← Back to index | Original Bugzilla link

Bug 8946 – « any » function does not what it should do

Status: RESOLVED
Resolution: INVALID
Severity: major
Priority: P2
Component: phobos
Product: D
Version: D2
Platform: All
OS: All
Creation time: 2012-11-02T11:07:00Z
Last change time: 2015-06-09T05:13:44Z
Assigned to: nobody
Creator: dimitri.sabadie

Comments

Comment #0 by dimitri.sabadie — 2012-11-02T11:07:46Z

The any function calls find, which is really weird implemented because it returns a subrange, doing (re)allocation(s) on the fly. I think it’s way too much for just applying a predicate on a range. That’s why I have rewritten any as it would be (a simple loop and apply the predicate), and I’d propose a patch here for the std one.

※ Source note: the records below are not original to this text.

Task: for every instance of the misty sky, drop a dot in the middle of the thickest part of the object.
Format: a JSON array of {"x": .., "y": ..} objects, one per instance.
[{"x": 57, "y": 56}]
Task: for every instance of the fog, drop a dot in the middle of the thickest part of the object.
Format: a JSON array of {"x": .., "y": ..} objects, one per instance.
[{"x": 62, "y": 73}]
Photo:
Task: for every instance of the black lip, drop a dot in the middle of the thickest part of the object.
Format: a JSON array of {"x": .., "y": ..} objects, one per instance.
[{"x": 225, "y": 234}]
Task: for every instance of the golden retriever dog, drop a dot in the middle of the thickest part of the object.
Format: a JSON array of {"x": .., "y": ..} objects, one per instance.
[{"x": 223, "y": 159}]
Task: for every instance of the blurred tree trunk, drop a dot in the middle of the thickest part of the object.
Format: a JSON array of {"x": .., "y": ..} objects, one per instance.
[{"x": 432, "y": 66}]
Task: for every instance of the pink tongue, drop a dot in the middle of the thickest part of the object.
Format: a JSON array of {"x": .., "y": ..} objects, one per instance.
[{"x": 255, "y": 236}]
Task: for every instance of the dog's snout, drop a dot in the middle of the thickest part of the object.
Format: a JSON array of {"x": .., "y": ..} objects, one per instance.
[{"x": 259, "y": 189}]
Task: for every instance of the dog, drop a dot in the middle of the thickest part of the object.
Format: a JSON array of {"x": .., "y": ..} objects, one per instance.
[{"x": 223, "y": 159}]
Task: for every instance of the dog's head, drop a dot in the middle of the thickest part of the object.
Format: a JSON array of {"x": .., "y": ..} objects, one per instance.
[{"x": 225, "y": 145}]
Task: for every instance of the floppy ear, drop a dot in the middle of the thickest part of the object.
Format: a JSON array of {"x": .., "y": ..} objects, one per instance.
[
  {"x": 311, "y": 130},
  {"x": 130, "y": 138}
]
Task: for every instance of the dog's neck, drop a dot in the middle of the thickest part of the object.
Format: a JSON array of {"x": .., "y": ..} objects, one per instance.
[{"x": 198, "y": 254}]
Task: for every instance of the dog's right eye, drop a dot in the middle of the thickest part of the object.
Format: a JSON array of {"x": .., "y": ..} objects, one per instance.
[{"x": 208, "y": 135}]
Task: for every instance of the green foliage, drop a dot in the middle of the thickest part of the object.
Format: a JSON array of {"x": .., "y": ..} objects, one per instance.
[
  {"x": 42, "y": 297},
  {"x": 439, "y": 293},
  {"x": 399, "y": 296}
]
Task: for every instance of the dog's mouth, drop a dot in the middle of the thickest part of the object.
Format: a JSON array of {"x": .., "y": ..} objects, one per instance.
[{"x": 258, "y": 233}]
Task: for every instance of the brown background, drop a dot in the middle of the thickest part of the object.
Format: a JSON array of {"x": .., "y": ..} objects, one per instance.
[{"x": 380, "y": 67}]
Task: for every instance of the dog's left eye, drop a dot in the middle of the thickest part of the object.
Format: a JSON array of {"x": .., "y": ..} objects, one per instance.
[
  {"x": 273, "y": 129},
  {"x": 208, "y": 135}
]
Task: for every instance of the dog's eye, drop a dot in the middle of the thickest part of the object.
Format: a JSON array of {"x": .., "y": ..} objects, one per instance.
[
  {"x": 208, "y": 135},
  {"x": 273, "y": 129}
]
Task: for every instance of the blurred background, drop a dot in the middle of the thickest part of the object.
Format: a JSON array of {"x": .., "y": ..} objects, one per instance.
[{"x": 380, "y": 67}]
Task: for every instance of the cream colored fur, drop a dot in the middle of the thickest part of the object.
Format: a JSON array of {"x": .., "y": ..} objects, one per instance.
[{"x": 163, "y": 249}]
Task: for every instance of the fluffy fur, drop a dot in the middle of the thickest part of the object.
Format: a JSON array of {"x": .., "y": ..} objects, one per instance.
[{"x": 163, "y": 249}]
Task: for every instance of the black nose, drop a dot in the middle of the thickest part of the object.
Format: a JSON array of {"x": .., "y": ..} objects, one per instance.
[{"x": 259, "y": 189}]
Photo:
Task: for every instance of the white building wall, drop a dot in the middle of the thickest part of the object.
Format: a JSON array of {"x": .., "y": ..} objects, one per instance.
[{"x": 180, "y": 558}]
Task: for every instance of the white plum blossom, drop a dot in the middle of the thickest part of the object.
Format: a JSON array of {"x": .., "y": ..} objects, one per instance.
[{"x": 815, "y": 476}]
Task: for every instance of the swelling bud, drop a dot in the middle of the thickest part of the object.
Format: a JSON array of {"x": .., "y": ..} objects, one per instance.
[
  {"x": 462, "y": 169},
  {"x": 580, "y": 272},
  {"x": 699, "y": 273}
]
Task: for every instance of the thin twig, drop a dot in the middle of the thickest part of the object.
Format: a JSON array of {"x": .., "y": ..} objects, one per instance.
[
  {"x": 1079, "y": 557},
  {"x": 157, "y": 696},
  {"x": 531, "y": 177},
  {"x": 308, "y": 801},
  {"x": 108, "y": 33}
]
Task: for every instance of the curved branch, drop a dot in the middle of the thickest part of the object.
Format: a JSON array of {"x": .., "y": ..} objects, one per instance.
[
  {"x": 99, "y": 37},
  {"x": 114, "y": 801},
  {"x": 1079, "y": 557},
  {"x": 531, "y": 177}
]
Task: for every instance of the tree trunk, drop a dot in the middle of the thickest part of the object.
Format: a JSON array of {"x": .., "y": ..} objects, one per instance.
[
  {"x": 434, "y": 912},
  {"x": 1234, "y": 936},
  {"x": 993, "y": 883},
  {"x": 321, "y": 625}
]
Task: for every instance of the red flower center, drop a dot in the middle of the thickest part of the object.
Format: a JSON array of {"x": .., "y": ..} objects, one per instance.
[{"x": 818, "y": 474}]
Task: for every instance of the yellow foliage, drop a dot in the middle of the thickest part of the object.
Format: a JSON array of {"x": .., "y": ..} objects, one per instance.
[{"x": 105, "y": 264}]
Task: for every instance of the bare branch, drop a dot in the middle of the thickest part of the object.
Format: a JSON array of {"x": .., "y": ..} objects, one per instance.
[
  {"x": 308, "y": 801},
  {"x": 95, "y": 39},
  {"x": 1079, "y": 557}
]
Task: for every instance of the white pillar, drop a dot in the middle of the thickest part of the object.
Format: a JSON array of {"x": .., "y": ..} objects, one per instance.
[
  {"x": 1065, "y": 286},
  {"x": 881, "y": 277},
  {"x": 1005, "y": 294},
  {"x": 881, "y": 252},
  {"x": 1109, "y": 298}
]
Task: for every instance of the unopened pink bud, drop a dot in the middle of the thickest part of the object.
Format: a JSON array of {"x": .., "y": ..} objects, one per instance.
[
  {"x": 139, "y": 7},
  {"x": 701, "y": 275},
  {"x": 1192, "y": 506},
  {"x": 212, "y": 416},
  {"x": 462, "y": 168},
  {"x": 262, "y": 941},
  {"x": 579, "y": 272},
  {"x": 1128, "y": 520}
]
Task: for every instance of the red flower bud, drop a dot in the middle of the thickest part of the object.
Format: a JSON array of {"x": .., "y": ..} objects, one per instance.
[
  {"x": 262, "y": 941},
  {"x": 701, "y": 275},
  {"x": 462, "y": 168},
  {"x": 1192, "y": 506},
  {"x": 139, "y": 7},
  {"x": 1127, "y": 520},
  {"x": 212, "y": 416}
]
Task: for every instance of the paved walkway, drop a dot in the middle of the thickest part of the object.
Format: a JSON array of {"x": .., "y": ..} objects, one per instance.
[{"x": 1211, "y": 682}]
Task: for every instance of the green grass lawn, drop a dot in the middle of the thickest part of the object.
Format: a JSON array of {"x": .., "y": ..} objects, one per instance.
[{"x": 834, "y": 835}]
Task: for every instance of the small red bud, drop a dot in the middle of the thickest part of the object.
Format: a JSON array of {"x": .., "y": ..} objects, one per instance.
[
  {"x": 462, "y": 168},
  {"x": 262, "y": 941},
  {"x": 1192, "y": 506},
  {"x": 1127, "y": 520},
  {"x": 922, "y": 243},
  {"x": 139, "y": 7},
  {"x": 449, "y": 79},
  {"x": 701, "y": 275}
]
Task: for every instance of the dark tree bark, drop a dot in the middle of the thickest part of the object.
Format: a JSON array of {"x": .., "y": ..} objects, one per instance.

Comment #1 by dmitry.olsh — 2012-11-03T07:18:01Z

Ever heard of slicing an array in D? Check this out: http://dlang.org/d-array-article.html Dig down in std.algotrithm.find and you'll find out that it's lazy iterates a forward range. Thus like the most of std.algorithm functions it DOESN'T allocate. In case of array it just returns a slice of original array. So this report is invalid.

Comment #2 by dimitri.sabadie — 2012-11-03T14:09:28Z

(In reply to comment #1) > Ever heard of slicing an array in D? > > Check this out: http://dlang.org/d-array-article.html > > Dig down in std.algotrithm.find and you'll find out that it's lazy iterates a > forward range. Thus like the most of std.algorithm functions it DOESN'T > allocate. In case of array it just returns a slice of original array. > > So this report is invalid. Ok, my argument wasn’t worth it I agree. But, why any would use such a function where a simple loop and a test will do it? It’s the same argument for not to use countUntil and check if the index is invalid, it consumes more memory that we want. any does things we don’t want to IMHO.

Comment #3 by dmitry.olsh — 2012-11-03T14:18:25Z

> Ok, my argument wasn’t worth it I agree. But, why any would use such a function where a simple loop and a test will do it? Because find is a simple loop? To not duplicate code? If you have liner search then it's obvious (for me) to reuse it for exactly the same task. any basically gives you a bit less then find/countUntill (bool vs pointer-index) by doing the same amount of work. > it consumes more memory that we want. any does things we don’t want to IMHO. Simply not true. I'm not sure where this 'memory' argument comes from at all. In fact it saves some code space by not duplicating the same code over again. At best this could be an enhancement request (or better yet - a pull request) if there is a soild proof that the resulting code is measurably _faster_.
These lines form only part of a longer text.